Just how much power does Instagram have in driving trends across the hair industry? Get the lowdown from colour experts across the nation
Where do you turn to when you’re looking for fresh hair inspiration? For colourists and clients alike, Instagram continues to be a hive of activity as stylists and salons take to the ‘gram to share transformations and colour creations.
With so many hashtags to choose from, it can seem like new trends are emerging on the daily, but what is considered the most ‘Instagrammable’? The team at SalonsDirect have scoured the social platform and discovered that #blonde comes out on top with over 60,000,000 mentions, followed by #balayage with over 19,000,000 tags. While these colour hashtags may reign supreme on social media, what does this really mean for the future of trends? Here’s what some of the leading names in the industry have to say…
“I think Instagram is incredibly important. We need to know what clients are going to be bringing in before they do,” says Heather Mackenzie of The Style Bar in Sheffield. “We need to be ready and up-to-date with techniques so we can give clients these amazing colours without being put on the spot behind the chair.”
Similarly, Jaymz Marsters, owner of The Watt salon, says “clients are no longer looking in magazines for their next hair colour or style. In fact, one of the first places they are now looking is on social media.” He adds: “these platforms are not only having an impact on hair trends, they are in fact creating these trends.”
With a greater use of social media comes a shift in the way trends develop, as colourists react to what is popular online rather than relying on visionary collections which have to be interpreted in a commercial way. Samantha Cusick, founder of Samantha Cusick London, suggests that social media is “an accelerated version of word of mouth advertising.” She adds, “it has also given the younger generation of hairstylists a platform to get ahead and showcase what they can do.”

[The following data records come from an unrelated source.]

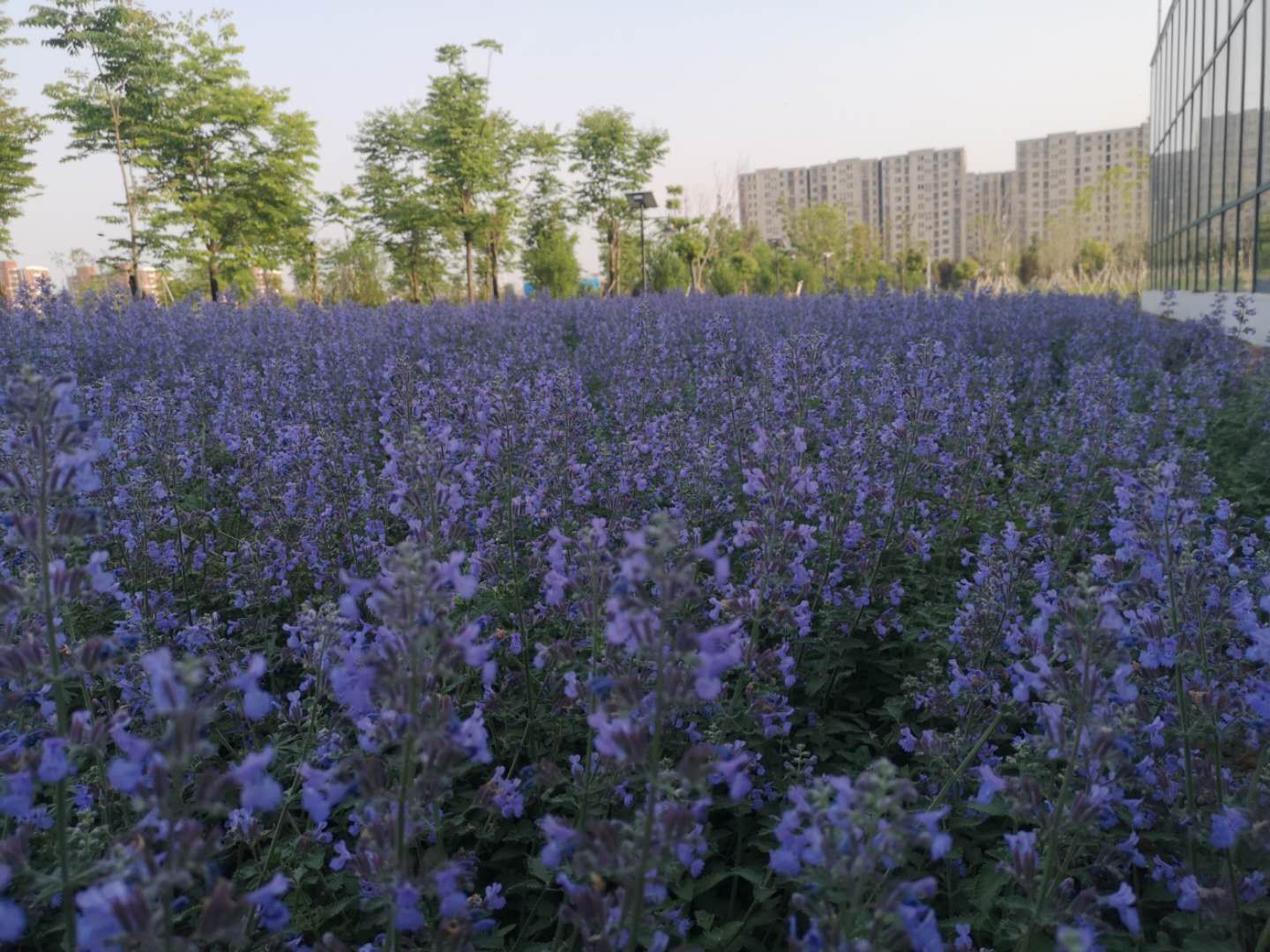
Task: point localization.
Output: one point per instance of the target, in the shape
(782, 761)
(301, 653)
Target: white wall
(1192, 305)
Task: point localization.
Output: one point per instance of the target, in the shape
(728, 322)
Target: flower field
(828, 623)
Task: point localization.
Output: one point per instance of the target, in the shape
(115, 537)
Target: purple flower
(494, 899)
(923, 931)
(268, 903)
(1123, 902)
(165, 691)
(505, 795)
(260, 791)
(98, 925)
(407, 908)
(990, 785)
(54, 766)
(560, 843)
(1227, 827)
(471, 736)
(1188, 894)
(342, 856)
(719, 651)
(320, 792)
(256, 701)
(450, 893)
(16, 798)
(13, 920)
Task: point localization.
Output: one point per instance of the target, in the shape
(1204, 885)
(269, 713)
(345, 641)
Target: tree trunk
(129, 199)
(315, 294)
(471, 285)
(493, 271)
(615, 259)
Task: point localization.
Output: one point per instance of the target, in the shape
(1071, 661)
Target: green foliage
(19, 131)
(113, 107)
(1093, 257)
(228, 170)
(395, 188)
(467, 150)
(1029, 263)
(611, 158)
(667, 271)
(549, 259)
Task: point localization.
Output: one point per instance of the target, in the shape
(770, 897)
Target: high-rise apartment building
(915, 199)
(1108, 167)
(1211, 155)
(990, 227)
(923, 198)
(927, 199)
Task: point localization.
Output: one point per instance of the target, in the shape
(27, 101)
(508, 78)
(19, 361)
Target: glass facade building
(1211, 147)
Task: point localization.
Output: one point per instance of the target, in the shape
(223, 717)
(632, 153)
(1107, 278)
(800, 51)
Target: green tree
(691, 238)
(395, 188)
(19, 131)
(612, 158)
(462, 141)
(550, 260)
(111, 107)
(667, 271)
(497, 234)
(231, 172)
(817, 231)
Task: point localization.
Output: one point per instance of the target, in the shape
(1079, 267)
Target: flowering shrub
(833, 623)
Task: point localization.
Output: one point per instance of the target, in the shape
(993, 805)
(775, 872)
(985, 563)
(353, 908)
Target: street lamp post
(641, 201)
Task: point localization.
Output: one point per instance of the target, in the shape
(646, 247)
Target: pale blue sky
(736, 84)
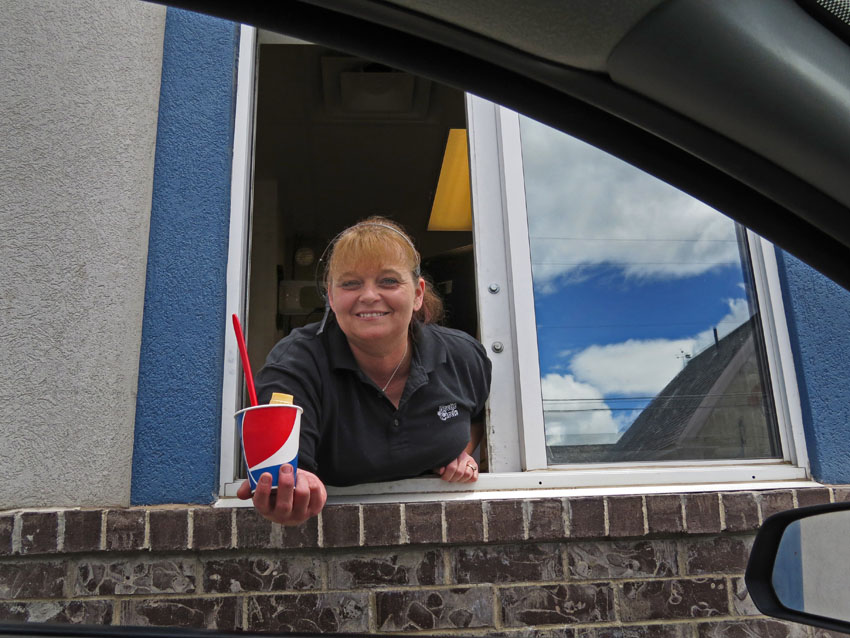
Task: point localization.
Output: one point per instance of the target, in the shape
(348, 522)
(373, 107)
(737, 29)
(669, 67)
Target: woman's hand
(463, 469)
(289, 504)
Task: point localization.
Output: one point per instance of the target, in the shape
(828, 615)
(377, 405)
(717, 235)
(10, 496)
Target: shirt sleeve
(291, 368)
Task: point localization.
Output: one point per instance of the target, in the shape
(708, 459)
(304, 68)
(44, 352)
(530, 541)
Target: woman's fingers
(318, 494)
(244, 491)
(463, 469)
(291, 503)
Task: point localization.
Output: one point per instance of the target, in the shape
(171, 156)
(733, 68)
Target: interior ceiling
(335, 164)
(578, 33)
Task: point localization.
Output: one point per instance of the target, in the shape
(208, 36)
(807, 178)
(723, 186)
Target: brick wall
(596, 567)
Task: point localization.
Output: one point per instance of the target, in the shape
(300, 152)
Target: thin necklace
(392, 376)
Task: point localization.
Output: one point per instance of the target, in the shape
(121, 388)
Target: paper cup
(270, 435)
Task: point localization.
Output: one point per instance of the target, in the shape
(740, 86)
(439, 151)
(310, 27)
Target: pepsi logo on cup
(270, 435)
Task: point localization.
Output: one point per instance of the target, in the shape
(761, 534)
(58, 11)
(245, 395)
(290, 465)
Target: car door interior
(798, 570)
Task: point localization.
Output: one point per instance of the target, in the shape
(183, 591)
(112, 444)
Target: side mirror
(799, 569)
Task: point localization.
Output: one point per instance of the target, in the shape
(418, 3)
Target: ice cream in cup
(270, 435)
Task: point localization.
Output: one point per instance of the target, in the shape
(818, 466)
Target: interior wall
(267, 252)
(79, 88)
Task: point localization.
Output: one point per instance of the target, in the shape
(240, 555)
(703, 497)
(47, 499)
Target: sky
(631, 276)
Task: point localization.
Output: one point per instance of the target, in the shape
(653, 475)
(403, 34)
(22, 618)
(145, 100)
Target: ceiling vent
(358, 90)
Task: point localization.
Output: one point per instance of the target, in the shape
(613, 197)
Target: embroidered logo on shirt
(445, 412)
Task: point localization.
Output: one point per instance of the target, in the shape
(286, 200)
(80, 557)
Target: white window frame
(502, 124)
(516, 437)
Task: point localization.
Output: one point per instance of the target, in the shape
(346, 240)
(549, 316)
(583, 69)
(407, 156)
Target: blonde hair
(376, 241)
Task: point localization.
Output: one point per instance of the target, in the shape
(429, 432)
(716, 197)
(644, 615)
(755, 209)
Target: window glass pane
(649, 335)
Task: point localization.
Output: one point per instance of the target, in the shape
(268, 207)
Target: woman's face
(373, 304)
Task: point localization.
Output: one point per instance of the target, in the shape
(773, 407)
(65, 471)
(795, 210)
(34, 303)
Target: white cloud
(643, 367)
(587, 208)
(632, 368)
(739, 312)
(576, 412)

Unfortunately Instagram does have its downsides for the industry too, as Laura May Stevens explains. “Over-edited and enhanced photos give clients unrealistic expectations which we have to battle each day. We are constantly being shown transformations of hair colours that have probably taken eight or more hours to create, while we as a commercial stylist usually have about three hours!”
Above all else, social media remains a place for self-expression. “We’re becoming a generation of expression and people want to express their personalities, not only in their clothes but their hair also,” Laura May concludes.